Gounardes is introducing state legislation while Brannan is introducing a city resolution. The two collaborated on the bill after hearing increasing reports from constituents about loud drag-racing keeping people awake all night.
“Times are stressful and the last thing families need when trying to get some hard-earned sleep is outrageously loud, gratuitous noise keeping them up all night,” said Gounardes. “Our legislation will curtail this anti-social and dangerous behavior and let neighbors get some sleep once and for all.”
“This bill will hopefully make these idiots think twice and bring some peace and quiet back to our neighborhoods at night,” said Brannan.
In May, Maureen Landers of Bay Ridge Advocates Keeping Everyone Safe (BRAKES) described the drag-racing situation in the neighborhood.
“I regularly walk along Shore Road and live between Colonial [Road] and Narrows [Avenue],” she said. “Every evening when I’m walking, you can see them. There’s a large group of mostly young men gathering in the street. Obviously, I don’t want to stop people from gathering, but they’re double-parked with sports cars in the middle of Narrows.”

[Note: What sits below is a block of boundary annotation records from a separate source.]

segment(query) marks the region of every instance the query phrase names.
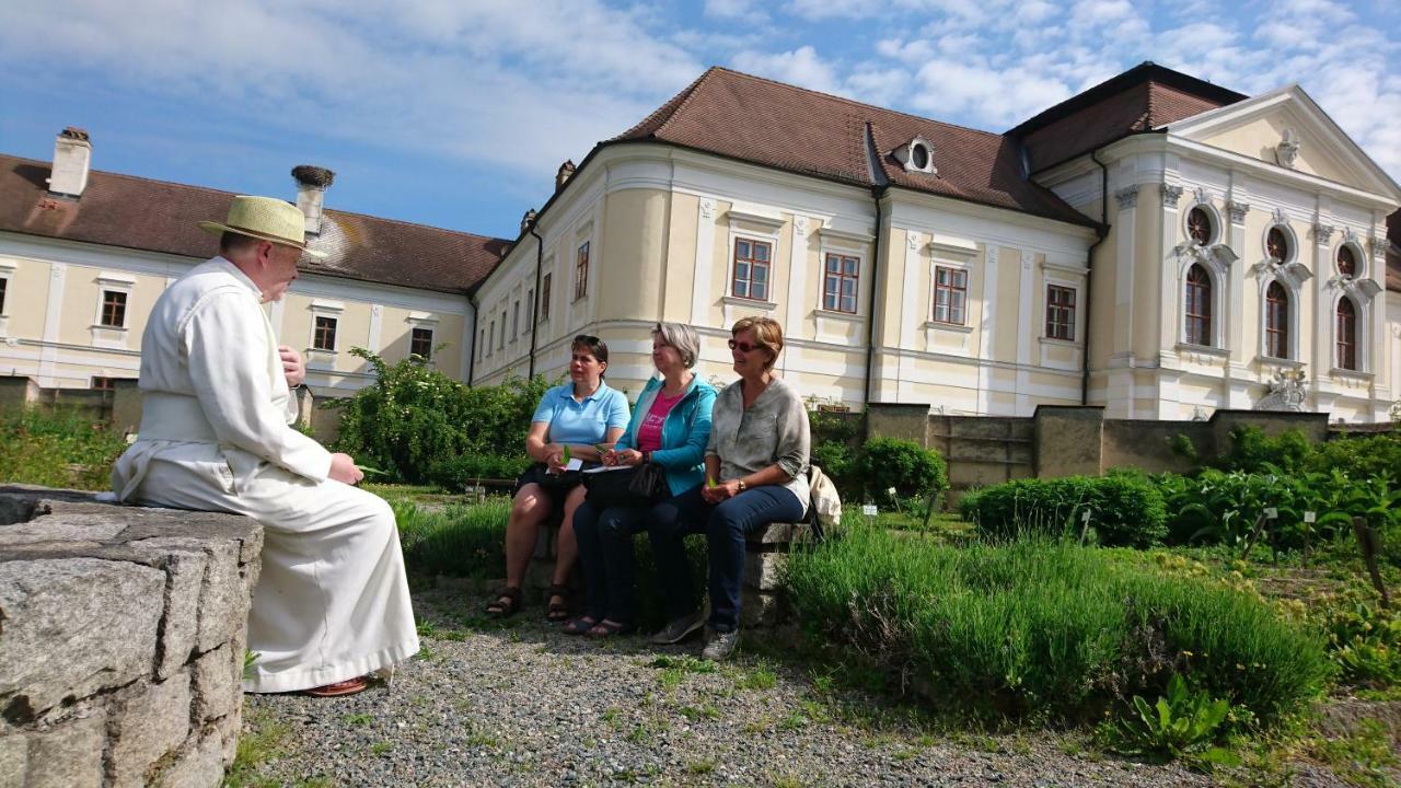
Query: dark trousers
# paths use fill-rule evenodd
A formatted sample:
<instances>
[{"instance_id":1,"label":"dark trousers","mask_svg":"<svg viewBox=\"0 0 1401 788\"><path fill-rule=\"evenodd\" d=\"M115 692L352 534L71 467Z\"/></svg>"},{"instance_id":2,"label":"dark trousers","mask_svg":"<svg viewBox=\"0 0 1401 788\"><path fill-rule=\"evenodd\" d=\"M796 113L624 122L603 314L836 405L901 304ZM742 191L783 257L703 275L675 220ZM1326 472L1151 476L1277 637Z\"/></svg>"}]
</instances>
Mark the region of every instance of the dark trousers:
<instances>
[{"instance_id":1,"label":"dark trousers","mask_svg":"<svg viewBox=\"0 0 1401 788\"><path fill-rule=\"evenodd\" d=\"M628 506L609 506L600 512L588 501L574 509L574 537L579 540L579 565L584 571L590 618L636 623L632 536L646 529L646 516L647 509Z\"/></svg>"},{"instance_id":2,"label":"dark trousers","mask_svg":"<svg viewBox=\"0 0 1401 788\"><path fill-rule=\"evenodd\" d=\"M577 529L574 515L574 527ZM778 485L747 489L717 506L700 498L700 485L661 502L647 512L647 536L657 561L657 578L671 620L696 609L685 537L706 534L710 552L710 628L730 632L740 627L740 587L744 582L744 537L769 523L803 517L797 496Z\"/></svg>"}]
</instances>

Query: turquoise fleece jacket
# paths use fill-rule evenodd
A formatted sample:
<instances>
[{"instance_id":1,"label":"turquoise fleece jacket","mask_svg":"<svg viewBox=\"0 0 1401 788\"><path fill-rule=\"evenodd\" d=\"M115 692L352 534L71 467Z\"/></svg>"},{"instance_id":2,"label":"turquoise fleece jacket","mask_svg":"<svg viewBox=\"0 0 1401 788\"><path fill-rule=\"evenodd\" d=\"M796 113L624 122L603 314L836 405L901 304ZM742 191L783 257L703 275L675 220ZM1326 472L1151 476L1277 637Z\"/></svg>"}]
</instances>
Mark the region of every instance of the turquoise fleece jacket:
<instances>
[{"instance_id":1,"label":"turquoise fleece jacket","mask_svg":"<svg viewBox=\"0 0 1401 788\"><path fill-rule=\"evenodd\" d=\"M632 409L632 421L615 447L618 451L637 447L637 428L657 401L661 386L663 379L654 377L642 388L637 405ZM705 446L710 440L713 407L715 386L700 380L698 374L691 379L685 395L661 423L661 449L651 453L651 461L667 471L671 495L681 495L705 481Z\"/></svg>"}]
</instances>

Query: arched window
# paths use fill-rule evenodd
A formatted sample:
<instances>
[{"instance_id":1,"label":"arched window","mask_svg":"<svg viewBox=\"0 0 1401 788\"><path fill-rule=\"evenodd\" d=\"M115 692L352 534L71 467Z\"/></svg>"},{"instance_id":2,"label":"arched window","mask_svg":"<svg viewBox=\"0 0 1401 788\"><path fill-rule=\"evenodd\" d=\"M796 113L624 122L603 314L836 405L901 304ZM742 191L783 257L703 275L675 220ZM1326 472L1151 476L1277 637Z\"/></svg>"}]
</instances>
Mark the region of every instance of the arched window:
<instances>
[{"instance_id":1,"label":"arched window","mask_svg":"<svg viewBox=\"0 0 1401 788\"><path fill-rule=\"evenodd\" d=\"M1289 292L1279 282L1265 289L1265 355L1289 358Z\"/></svg>"},{"instance_id":2,"label":"arched window","mask_svg":"<svg viewBox=\"0 0 1401 788\"><path fill-rule=\"evenodd\" d=\"M1212 278L1201 265L1187 269L1187 342L1212 344Z\"/></svg>"},{"instance_id":3,"label":"arched window","mask_svg":"<svg viewBox=\"0 0 1401 788\"><path fill-rule=\"evenodd\" d=\"M1212 216L1205 208L1187 212L1187 236L1203 247L1212 241Z\"/></svg>"},{"instance_id":4,"label":"arched window","mask_svg":"<svg viewBox=\"0 0 1401 788\"><path fill-rule=\"evenodd\" d=\"M1271 227L1265 236L1265 254L1279 262L1289 259L1289 236L1279 227Z\"/></svg>"},{"instance_id":5,"label":"arched window","mask_svg":"<svg viewBox=\"0 0 1401 788\"><path fill-rule=\"evenodd\" d=\"M1358 257L1352 254L1352 247L1346 244L1338 247L1338 273L1348 279L1358 275Z\"/></svg>"},{"instance_id":6,"label":"arched window","mask_svg":"<svg viewBox=\"0 0 1401 788\"><path fill-rule=\"evenodd\" d=\"M1338 301L1338 369L1358 369L1358 307L1346 296Z\"/></svg>"}]
</instances>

Vito Bruno, Gounardes’ opponent in the upcoming election in the 22nd State Senate district, said fighting more serious crimes should be prioritized.
“Crime is skyrocketing in our community, with several murders in a couple of weeks, carjackings, vicious assaults and robberies at a rate unseen here before because Andrew Gounardes passed a disastrous bail reform law and supports defunding the police,” said Bruno. “Let’s focus on violent crime first and restoring funding to the police, because if this keeps up, measuring decibel levels is all the police will be allowed to do.”